Lunch break, ridge plots with Bokeh

Bokeh is a great visualization Python library. In this short post, we are going to use it to create a ridge plot.

closeup

For that purpose, we use the COVID-19 death data from Johns Hopkins University, and plot the daily normalized death rate (100000 * number of daily deaths / population) per EU(+UK) country.

Imports

import colorcet as cc
import numpy as np
import pandas as pd
from bokeh.io import show, output_notebook
from bokeh.models import ColumnDataSource, DatetimeTickFormatter
from bokeh.plotting import figure

output_notebook()

# Johns Hopkins University data url
URL = "https://raw.githubusercontent.com/CSSEGISandData/COVID-19/master/csse_covid_19_data/csse_covid_19_time_series/time_series_covid19_deaths_global.csv"

Loading BokehJS ...

Load and prepare the data

Load the COVID-19 data into a dataframe:

deaths = pd.read_csv(URL)
deaths.head(2)

	Province/State	Country/Region	Lat	...	8/24/20	8/25/20
0	NaN	Afghanistan	33.93911	...	1389	1397
1	NaN	Albania	41.15330	...	254	259

2 rows × 221 columns

Also load a list of EU countries:

countries = (
    pd.read_csv(
        "https://pkgstore.datahub.io/opendatafortaxjustice/listofeucountries/listofeucountries_csv/data/5ab24e62d2ad8f06b59a0e7ffd7cb556/listofeucountries_csv.csv"
    )
    .values[:, 0]
    .tolist()
)

# Match country names
countries = [c if c != "Czech Republic" else "Czechia" for c in countries]
countries = [c if c != "Slovak Republic" else "Slovakia" for c in countries]

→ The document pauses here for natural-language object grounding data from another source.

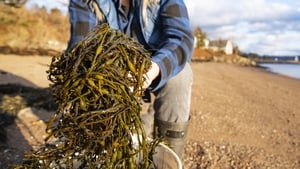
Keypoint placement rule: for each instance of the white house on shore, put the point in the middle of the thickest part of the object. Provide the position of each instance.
(217, 45)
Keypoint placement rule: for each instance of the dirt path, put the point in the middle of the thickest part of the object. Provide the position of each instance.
(241, 116)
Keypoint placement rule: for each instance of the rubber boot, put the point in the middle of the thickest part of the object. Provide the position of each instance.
(174, 133)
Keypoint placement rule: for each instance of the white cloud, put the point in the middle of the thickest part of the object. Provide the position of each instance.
(261, 26)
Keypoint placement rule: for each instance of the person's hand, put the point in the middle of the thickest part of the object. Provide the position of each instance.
(151, 75)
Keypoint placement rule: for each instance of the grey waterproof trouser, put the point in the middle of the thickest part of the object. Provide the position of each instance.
(172, 101)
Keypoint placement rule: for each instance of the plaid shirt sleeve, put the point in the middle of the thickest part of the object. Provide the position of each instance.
(174, 40)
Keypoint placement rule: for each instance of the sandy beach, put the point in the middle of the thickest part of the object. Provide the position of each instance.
(241, 116)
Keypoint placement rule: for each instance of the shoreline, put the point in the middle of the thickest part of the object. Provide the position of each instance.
(240, 114)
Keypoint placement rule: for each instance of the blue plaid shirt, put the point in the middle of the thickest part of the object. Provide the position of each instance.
(171, 40)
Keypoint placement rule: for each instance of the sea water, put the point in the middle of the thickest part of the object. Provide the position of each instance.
(291, 70)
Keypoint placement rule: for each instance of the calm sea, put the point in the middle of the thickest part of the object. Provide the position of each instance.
(292, 70)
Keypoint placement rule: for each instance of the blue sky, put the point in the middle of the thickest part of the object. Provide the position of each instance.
(265, 27)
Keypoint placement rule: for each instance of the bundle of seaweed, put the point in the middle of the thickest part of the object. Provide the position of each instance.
(98, 88)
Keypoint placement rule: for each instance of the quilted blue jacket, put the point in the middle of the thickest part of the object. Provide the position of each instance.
(162, 28)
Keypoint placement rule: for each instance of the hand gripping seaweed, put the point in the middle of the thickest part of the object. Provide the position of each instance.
(98, 88)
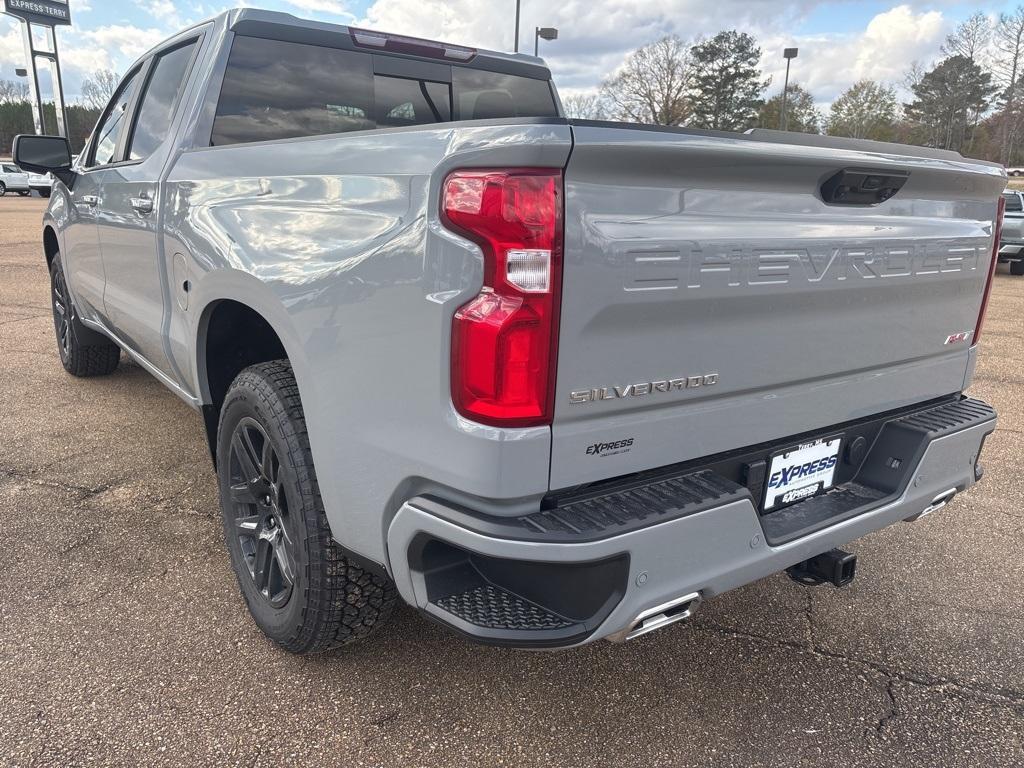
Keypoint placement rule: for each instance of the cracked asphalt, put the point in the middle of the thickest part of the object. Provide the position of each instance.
(123, 640)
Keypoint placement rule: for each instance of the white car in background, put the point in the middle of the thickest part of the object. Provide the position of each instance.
(42, 183)
(13, 178)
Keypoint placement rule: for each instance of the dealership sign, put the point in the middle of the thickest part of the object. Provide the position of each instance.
(49, 12)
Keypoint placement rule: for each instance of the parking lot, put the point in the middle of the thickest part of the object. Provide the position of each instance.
(123, 640)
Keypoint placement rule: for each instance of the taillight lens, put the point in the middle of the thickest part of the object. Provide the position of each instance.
(504, 341)
(996, 232)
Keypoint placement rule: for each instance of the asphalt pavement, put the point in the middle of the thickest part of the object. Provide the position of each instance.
(123, 639)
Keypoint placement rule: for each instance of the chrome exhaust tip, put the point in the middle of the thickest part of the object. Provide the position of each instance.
(658, 616)
(938, 503)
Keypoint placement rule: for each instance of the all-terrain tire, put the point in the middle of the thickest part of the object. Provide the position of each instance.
(83, 351)
(330, 601)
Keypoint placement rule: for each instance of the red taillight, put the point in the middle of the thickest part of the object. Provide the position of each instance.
(996, 231)
(504, 341)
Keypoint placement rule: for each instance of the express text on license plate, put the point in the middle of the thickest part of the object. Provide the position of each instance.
(802, 471)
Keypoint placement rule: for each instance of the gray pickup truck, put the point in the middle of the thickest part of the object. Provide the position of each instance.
(560, 380)
(1012, 231)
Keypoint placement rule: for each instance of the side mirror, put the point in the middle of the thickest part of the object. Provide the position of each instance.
(44, 155)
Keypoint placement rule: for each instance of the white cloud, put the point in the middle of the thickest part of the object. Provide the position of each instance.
(322, 6)
(595, 36)
(884, 51)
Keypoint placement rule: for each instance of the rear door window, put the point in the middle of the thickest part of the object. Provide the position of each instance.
(274, 89)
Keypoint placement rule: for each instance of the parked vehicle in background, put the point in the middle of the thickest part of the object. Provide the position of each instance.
(547, 380)
(1012, 235)
(41, 182)
(14, 179)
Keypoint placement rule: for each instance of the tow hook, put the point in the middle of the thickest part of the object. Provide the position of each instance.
(836, 567)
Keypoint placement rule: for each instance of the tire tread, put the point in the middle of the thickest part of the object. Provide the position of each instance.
(343, 603)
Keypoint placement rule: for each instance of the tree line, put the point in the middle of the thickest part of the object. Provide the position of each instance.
(15, 110)
(971, 99)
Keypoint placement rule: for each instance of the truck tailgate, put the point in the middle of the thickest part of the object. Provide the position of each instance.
(712, 300)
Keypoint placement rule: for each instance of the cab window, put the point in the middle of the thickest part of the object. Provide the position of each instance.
(109, 129)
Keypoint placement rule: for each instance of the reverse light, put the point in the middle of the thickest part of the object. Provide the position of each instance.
(504, 341)
(996, 232)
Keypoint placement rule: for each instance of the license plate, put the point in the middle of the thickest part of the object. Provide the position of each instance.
(801, 472)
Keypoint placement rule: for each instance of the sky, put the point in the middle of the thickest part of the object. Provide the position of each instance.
(840, 41)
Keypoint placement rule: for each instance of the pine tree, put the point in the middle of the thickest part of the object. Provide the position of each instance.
(727, 85)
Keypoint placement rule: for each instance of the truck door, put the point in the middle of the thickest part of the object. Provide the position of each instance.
(136, 297)
(80, 254)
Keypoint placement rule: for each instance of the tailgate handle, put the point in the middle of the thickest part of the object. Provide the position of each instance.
(861, 186)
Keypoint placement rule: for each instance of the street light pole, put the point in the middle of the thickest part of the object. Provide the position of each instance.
(548, 33)
(788, 54)
(516, 48)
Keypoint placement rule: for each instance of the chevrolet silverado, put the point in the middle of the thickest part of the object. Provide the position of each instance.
(546, 380)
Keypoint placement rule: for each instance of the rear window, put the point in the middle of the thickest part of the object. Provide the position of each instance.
(487, 95)
(274, 89)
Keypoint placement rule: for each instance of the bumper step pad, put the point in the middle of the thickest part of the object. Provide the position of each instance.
(628, 508)
(561, 601)
(496, 608)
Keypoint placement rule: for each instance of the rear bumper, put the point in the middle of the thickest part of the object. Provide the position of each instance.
(523, 584)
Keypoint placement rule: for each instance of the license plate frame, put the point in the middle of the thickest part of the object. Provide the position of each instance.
(810, 480)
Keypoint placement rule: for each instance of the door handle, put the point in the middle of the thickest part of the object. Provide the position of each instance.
(142, 205)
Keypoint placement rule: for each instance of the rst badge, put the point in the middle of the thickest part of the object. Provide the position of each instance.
(957, 338)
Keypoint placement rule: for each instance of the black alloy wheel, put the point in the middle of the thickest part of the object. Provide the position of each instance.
(61, 314)
(260, 506)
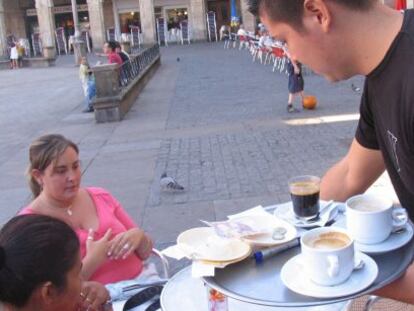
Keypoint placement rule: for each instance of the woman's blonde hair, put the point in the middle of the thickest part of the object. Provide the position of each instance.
(42, 152)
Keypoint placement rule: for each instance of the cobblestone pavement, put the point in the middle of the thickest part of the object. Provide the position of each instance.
(212, 119)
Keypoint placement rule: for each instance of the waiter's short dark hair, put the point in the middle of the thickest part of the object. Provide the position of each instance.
(291, 11)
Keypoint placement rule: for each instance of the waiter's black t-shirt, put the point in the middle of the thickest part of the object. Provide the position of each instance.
(387, 112)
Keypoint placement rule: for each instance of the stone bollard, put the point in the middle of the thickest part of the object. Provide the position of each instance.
(49, 52)
(106, 103)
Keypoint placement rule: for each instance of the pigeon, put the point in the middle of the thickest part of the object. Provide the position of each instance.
(355, 88)
(169, 183)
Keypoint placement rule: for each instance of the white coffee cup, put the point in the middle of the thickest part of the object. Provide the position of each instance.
(371, 219)
(327, 255)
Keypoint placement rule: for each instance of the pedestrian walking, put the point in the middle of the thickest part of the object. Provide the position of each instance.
(14, 56)
(295, 85)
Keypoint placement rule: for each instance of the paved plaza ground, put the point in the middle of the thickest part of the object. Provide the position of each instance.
(214, 120)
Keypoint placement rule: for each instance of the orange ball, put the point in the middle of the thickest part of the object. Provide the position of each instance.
(310, 102)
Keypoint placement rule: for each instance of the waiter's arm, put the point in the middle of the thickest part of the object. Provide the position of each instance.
(401, 289)
(354, 174)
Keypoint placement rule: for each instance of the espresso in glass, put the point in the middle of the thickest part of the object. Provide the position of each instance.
(304, 192)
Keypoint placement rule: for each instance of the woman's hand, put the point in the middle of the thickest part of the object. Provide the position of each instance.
(98, 250)
(125, 243)
(94, 296)
(96, 253)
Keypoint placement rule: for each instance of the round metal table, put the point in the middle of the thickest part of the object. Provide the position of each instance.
(184, 292)
(261, 284)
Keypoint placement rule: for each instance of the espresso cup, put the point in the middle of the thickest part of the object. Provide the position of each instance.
(371, 219)
(304, 192)
(327, 255)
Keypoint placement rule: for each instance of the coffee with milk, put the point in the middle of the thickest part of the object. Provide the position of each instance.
(330, 240)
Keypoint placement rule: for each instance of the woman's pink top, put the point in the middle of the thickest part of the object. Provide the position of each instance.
(110, 215)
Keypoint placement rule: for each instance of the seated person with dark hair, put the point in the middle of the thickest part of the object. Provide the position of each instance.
(40, 268)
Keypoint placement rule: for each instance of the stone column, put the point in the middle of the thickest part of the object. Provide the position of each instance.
(46, 21)
(249, 20)
(3, 35)
(146, 11)
(116, 20)
(96, 22)
(198, 23)
(79, 46)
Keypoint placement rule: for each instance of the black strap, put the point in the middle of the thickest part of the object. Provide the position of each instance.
(142, 297)
(154, 306)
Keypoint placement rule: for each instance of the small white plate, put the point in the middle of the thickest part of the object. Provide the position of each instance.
(294, 278)
(270, 223)
(393, 242)
(285, 212)
(203, 244)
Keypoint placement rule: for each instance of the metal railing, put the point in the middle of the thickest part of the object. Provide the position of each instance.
(136, 64)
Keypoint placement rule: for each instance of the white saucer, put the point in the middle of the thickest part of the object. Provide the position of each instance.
(203, 244)
(285, 211)
(270, 222)
(294, 278)
(393, 242)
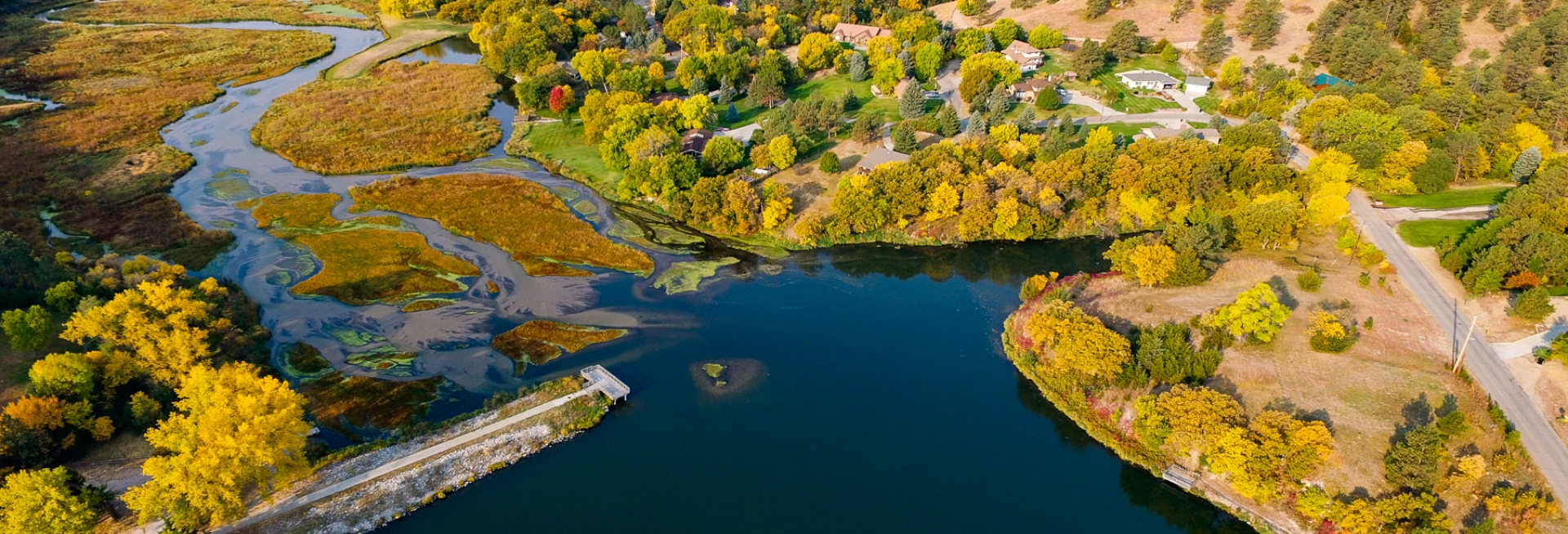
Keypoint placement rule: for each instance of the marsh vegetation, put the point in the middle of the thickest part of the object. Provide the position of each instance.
(363, 260)
(399, 116)
(519, 216)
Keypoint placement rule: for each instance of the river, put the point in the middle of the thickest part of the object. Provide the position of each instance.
(879, 398)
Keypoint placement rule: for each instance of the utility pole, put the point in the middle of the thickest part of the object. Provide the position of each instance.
(1460, 361)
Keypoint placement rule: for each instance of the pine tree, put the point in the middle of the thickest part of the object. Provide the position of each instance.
(1261, 22)
(947, 121)
(1026, 119)
(1123, 39)
(911, 105)
(903, 138)
(1214, 44)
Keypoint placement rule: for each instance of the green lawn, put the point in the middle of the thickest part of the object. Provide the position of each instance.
(1433, 232)
(567, 145)
(1446, 199)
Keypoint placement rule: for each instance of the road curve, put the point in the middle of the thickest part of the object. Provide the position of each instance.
(1547, 450)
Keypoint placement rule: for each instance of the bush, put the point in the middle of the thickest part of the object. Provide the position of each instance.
(1310, 281)
(830, 163)
(1532, 305)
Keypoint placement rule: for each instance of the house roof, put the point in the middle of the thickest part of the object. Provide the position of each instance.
(858, 32)
(1032, 85)
(880, 155)
(742, 133)
(1147, 76)
(693, 141)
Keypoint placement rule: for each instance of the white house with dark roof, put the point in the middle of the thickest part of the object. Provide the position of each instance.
(1024, 56)
(1145, 78)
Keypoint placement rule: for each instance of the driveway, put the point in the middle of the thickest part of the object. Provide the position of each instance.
(1484, 363)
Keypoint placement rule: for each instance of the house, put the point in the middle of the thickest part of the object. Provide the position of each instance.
(742, 133)
(858, 35)
(1196, 133)
(1029, 90)
(1327, 80)
(1024, 56)
(695, 141)
(877, 157)
(1145, 78)
(1198, 87)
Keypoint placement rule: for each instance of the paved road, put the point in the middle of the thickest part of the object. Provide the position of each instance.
(392, 467)
(1547, 450)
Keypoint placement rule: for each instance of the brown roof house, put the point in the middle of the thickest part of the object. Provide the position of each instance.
(858, 35)
(695, 141)
(1029, 90)
(1024, 56)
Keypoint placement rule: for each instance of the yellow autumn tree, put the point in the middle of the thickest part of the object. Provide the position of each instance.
(235, 429)
(41, 501)
(1329, 179)
(942, 202)
(1153, 264)
(160, 324)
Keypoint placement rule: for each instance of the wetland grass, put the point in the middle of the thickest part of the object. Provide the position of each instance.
(403, 114)
(516, 215)
(363, 260)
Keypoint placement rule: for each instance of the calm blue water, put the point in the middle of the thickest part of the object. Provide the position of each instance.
(886, 406)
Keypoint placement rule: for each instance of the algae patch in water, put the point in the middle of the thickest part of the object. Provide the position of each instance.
(687, 276)
(540, 342)
(363, 260)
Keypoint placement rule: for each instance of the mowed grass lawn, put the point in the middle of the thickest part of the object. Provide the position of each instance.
(1433, 232)
(1446, 199)
(565, 143)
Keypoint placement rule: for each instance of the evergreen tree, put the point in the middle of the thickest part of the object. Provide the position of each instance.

n_countries = len(countries)
print(countries)

['Austria', 'Belgium', 'Bulgaria', 'Croatia', 'Cyprus', 'Czechia', 'Denmark', 'Estonia', 'Finland', 'France', 'Germany', 'Greece', 'Hungary', 'Ireland', 'Italy', 'Latvia', 'Lithuania', 'Luxembourg', 'Malta', 'Netherlands', 'Poland', 'Portugal', 'Romania', 'Slovakia', 'Slovenia', 'Spain', 'Sweden', 'United Kingdom']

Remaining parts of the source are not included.